Saturday, October 18, 2014

Developing a Scene in Blue


I am having an Open Studio on Oct. 25 & 26. 11-5.
Below are early stages of the piece I am presently working on.
You are welcome to come to the studio to see where it's at now, far beyond what you see here.

Very early stage.

The earliest stage was basically just the dark and light blues, laid on with brush and plastic baggie. I then started seeing shapes in the lower right dark area. This space developed in a way that informed me what might be going on in the center of the piece, which is where you see the painting here... with just suggestions of activity throughout.

Next in the progression of early stages.

I have been picking up a bit more form and space by adding highlights and shadows in the central area. My main concern is that I want the center to feel active, a bit foreboding, and not ...

...well, fearful. This painting was inspired by a man who said he couldn't look at blue artwork. I have learned that not everyone can look at all colors. There appears to be multiple reasons why. This intrigues me, so I am now painting into all aspects of blue, from dark to light, trying to reveal the beauty within the shadows and highlights of this color.

As with everything I make, I do not expect a certain outcome, but instead am intrigued by what is revealed one day to the next... and sometimes it is just a torrential argument with the paint. Ironically, these difficult areas often provide the depth my painting craves. Such is life, yes?


Tuesday, October 14, 2014

Oh, Those Bitter Ironies

I am going to be in an art show soon but I didn't have the art finished by publicity time.

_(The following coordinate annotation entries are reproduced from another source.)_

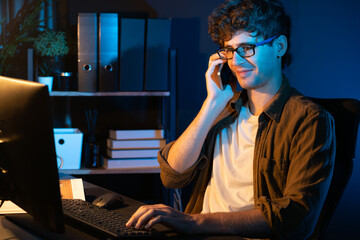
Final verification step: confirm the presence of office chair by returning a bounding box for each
[309,98,360,240]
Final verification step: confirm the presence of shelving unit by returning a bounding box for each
[50,50,177,205]
[50,91,170,97]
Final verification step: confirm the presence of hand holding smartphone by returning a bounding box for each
[218,62,235,90]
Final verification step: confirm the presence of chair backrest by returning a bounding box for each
[310,98,360,240]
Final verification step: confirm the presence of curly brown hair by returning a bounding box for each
[208,0,291,67]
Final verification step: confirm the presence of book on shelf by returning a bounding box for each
[107,148,159,158]
[109,129,164,140]
[107,138,166,150]
[104,158,159,169]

The curator grumbled, but I felt uncertain about whether the painting would actually be the one I'd submit in the end, so I didn't rush it.

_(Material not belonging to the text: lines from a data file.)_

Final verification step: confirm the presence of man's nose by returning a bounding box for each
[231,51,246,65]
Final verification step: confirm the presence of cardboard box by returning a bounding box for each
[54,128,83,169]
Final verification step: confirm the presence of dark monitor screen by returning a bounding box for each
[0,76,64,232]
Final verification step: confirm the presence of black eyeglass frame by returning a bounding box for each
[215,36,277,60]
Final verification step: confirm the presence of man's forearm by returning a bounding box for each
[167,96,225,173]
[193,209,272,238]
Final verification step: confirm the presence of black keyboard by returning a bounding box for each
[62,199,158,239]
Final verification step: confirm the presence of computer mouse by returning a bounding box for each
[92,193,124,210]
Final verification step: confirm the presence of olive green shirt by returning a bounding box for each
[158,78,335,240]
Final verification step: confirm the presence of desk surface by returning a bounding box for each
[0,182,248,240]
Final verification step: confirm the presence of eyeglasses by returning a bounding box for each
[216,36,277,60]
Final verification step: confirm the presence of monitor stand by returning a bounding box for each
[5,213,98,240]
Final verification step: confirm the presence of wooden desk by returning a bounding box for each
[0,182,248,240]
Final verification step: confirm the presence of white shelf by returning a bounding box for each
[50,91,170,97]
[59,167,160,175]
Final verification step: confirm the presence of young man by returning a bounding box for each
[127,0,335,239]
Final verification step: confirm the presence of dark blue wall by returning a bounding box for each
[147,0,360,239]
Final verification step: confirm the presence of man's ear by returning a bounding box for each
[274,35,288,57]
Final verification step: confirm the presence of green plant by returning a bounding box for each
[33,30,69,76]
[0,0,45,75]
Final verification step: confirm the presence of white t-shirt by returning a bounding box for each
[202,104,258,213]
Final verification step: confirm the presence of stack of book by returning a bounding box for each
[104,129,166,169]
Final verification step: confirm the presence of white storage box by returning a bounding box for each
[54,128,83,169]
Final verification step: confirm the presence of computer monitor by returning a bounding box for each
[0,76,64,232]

I then sent the painting to get framed and wondered if I should send the curator the image before I received the art all tidy in its new protective shell. Still I held back.

Today I picked up the framed piece. The framer messed with my painting! He removed paint and left a mark where he did so. I should think this is similar to a graphic artist in a newspaper production department crop editing the copy of an editor's article and leaving in an errant punctuation mark.

There is no way to repair the damage, but luckily the damaged area will be invisible to everyone except for me. Since I do miniatures where a magnifying glass is used for viewing, I'm bummed, though, because one of my art premises is that I don't correct my art: I always march forward without erasing anything. This painting now has a clearly erased spot on the clean white paper.

And now I ponder the irony: with a framer making editorial choices, yes, there actually was a distinct chance that the piece of art could have not ended up in the show. "Scalpel! ...oops...."

I'm uncertain right now what to do. This is when I think that if I could control the world I'd frame my own art. (But if I could control the world I wouldn't be concerned about tiny edits to my art, would I.)